According to the National Safety Council, the first half of 2015 (the most recent data year) saw a national increase of 14 percent in fatal traffic accidents. Some experts say this was caused by a variety of factors. First of all, gas prices have been plummeting over the past year, allowing more people to travel. In addition, there was more severe weather last year than we’ve had in some time. Finally, and most importantly, a recovering economy means more drivers going to work every day, naturally leading to more accidents.
Effects on the Local Scale
While national statistics are still being gathered and therefore unavailable, there are some states who have put out some convincing numbers. For instance, North Carolina’s unemployment rate has been consistently falling since reaching nearly 12 percent in 2010. Last year, unemployment rates were at just under 6 percent. In combination with the falling gas prices we began seeing in the beginning of 2015, more and more drivers were on the road.
This led to an increase in the number of fatal traffic accidents. While no official statistics have been released for 2015 as of yet for the state, it was reported that fatal accidents were up by 19 percent in the first half of the year. If that trend continued the rest of the year (which is likely, with more traveling during the holiday season at the end of the year), that would result in about 1,400 traffic fatalities in North Carolina. That is the highest number of fatalities since 2008, as you can see in this graph:
According to Allstate Chief Executive Tom Wilson, it’s simple math: “More miles driven, more cars on the road, more accidents.”

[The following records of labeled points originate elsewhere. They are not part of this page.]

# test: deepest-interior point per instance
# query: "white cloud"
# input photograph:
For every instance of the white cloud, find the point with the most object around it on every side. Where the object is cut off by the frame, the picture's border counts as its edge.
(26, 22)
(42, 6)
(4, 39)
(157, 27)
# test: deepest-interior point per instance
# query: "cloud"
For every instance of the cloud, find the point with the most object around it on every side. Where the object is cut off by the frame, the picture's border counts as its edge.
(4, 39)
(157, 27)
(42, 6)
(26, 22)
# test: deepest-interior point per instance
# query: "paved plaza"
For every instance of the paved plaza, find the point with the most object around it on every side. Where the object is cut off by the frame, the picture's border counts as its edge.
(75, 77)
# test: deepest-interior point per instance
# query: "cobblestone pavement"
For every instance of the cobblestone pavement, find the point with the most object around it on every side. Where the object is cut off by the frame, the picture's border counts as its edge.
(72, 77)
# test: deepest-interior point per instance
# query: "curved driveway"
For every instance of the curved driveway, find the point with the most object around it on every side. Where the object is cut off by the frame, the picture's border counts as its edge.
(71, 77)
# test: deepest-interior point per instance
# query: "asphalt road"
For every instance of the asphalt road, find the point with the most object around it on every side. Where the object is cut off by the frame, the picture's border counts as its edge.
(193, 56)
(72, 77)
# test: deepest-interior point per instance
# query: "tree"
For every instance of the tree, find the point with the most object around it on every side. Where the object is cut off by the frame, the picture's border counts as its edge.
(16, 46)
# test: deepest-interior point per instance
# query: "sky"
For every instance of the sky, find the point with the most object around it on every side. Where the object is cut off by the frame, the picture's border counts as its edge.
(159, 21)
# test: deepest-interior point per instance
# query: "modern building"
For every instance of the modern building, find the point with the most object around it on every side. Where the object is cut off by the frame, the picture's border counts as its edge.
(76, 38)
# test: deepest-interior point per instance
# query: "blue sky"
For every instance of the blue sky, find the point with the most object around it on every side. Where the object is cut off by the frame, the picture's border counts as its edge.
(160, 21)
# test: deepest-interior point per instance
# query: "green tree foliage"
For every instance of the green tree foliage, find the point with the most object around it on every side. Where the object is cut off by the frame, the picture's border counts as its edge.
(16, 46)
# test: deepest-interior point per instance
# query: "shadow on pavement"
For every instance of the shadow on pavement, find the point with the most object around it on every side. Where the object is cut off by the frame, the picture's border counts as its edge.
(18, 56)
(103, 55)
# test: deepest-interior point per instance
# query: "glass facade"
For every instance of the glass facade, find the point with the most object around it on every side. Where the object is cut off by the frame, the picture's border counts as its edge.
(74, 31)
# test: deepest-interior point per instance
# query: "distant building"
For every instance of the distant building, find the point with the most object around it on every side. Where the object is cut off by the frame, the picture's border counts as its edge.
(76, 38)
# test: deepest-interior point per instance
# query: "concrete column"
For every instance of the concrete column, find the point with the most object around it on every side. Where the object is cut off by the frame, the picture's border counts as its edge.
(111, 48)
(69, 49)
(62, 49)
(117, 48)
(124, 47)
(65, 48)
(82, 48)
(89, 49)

Creating the Perfect Storm
When other factors are considered, it seemed rather obvious that fatal accidents would increase across the nation. For one, the population of the United States has continually crept up since 2010, naturally leading to more drivers on the road. In addition, gas prices were the lowest they were since 2010. This led to drivers collectively traveling 1.54 trillion miles in the first half of the year — a 3.5 percent increase from 2014 and a historic record.

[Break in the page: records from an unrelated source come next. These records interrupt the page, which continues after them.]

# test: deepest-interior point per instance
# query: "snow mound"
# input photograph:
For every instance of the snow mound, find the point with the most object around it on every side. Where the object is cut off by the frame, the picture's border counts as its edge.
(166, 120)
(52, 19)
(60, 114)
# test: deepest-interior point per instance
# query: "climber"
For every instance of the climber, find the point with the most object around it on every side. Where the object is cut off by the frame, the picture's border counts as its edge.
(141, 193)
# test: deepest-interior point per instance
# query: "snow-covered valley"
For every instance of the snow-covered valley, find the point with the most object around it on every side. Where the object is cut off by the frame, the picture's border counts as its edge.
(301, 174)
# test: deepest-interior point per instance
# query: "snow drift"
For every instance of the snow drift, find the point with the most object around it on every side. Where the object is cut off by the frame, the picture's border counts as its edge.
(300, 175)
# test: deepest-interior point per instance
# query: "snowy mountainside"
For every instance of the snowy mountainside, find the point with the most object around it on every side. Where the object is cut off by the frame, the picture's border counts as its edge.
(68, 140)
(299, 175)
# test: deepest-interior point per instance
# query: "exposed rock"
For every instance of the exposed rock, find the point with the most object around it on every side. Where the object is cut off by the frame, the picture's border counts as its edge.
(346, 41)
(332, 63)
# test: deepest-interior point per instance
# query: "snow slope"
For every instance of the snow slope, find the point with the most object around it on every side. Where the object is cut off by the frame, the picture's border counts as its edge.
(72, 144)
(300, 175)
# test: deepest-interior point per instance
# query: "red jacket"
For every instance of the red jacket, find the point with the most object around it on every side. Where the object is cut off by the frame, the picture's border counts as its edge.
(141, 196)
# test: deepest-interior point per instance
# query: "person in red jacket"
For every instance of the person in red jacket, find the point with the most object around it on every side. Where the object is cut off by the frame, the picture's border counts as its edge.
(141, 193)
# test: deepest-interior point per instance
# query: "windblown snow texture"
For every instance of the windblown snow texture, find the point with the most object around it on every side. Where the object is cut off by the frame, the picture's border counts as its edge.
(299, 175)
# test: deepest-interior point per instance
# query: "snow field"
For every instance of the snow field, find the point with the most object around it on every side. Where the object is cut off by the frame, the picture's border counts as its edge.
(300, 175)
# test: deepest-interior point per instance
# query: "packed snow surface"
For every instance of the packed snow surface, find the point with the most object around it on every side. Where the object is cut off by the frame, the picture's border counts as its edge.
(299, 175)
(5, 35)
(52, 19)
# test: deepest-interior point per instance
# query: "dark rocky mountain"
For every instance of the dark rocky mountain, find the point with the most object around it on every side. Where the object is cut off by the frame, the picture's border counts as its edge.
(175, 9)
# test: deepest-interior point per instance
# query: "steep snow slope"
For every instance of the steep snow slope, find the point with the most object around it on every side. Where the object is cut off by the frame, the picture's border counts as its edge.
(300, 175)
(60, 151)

Seeing these trends, insurance companies prepared themselves for increased claims. But that wasn’t always enough, as Geico recorded a much lower profit in 2015 Q2. Insurance companies may have dodged many potential claims, however, when the cause of the accidents was revealed.
Symptoms of an Epidemic
While increased cars may naturally increase the number of accidents, there is an underlying factor causing the majority of these crashes. According to Warren Buffett, as more and more drivers use their cellphones on the road, the rate of accidents will continue rising. Distracted driving is one of deadliest problems on the American roads today, and can be just as dangerous as driving drunk.

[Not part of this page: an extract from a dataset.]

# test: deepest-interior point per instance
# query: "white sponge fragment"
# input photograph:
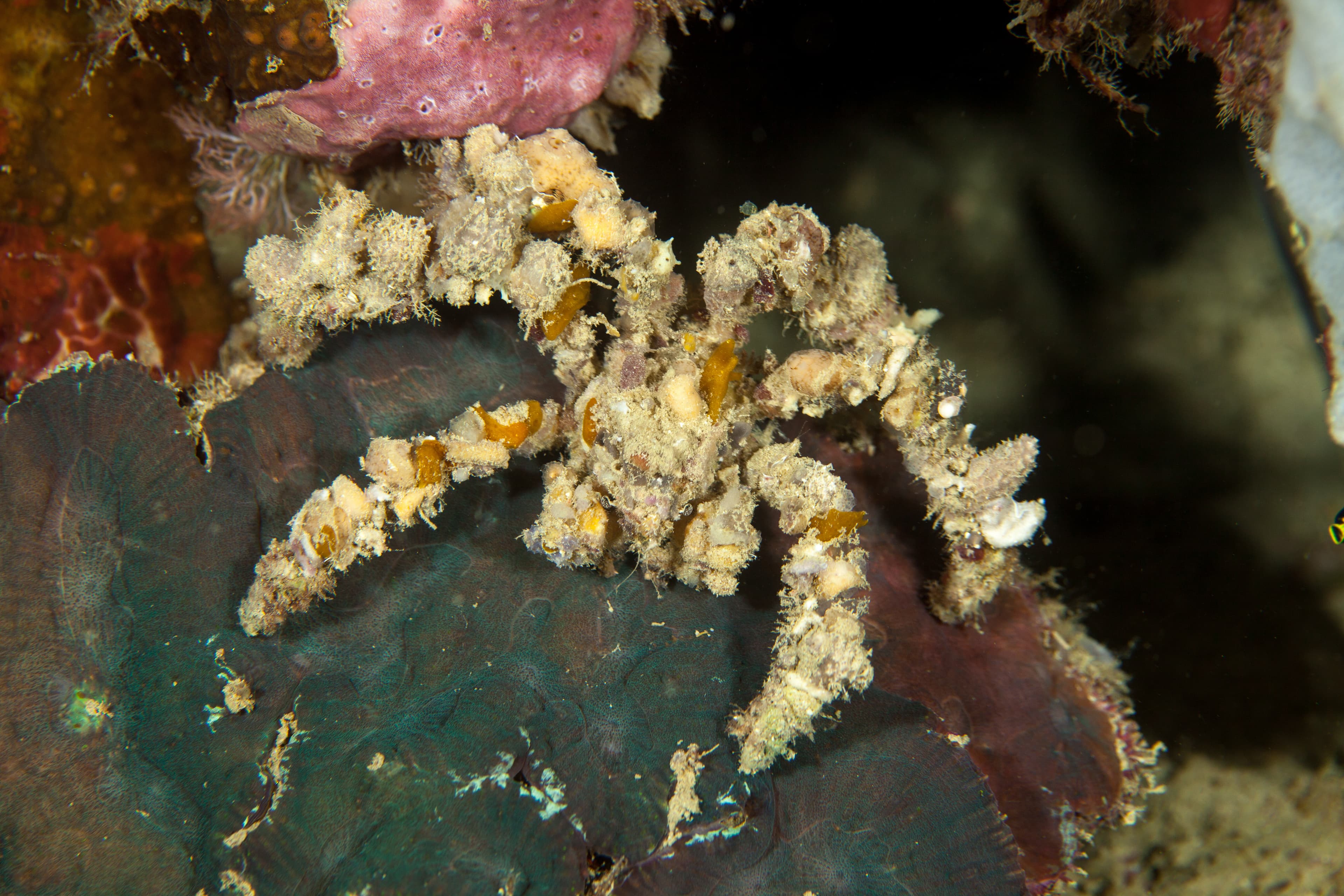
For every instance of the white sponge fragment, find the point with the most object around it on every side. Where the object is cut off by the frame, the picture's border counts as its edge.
(1006, 523)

But cellphones aren’t the only problem. Eating, picking something up off the floor and even driving drowsy can all be considered distractions. In all, at least eight people are killed and more than 1,100 hundred are injured every day in accidents involving distracted driving. The statistics make sense when you consider the fact that over a quarter of all car accidents involve cellphone use in one way or another.
So What Can Be Done?
For many Americans, driving may seem like the only way to get to work every day. While that may be true for some, there are many alternatives. Of course, living close to work could mean walking or biking there. For farther distances, consider public transit. While it may take longer to get to where you’re going, it all but eliminates your risk of being in a dangerous accident. Or, you could carpool to work with family or friends. However you do it, try to avoid driving by yourself if you can. The fewer cars that are on the road, the less likely an accident will happen.
If you do have to drive, do so safely. Leave yourself some extra time in the morning to get to work so you don’t have to speed. Keep your phone out of sight, and don’t fiddle with the radio. Remember all those lessons of defensive driving you learned in driver’s ed? With a record number of cars on the road, now would be an ideal time to remember and practice them. The safer you drive, the less likely it is you’ll be in an accident, at least one that’s your fault.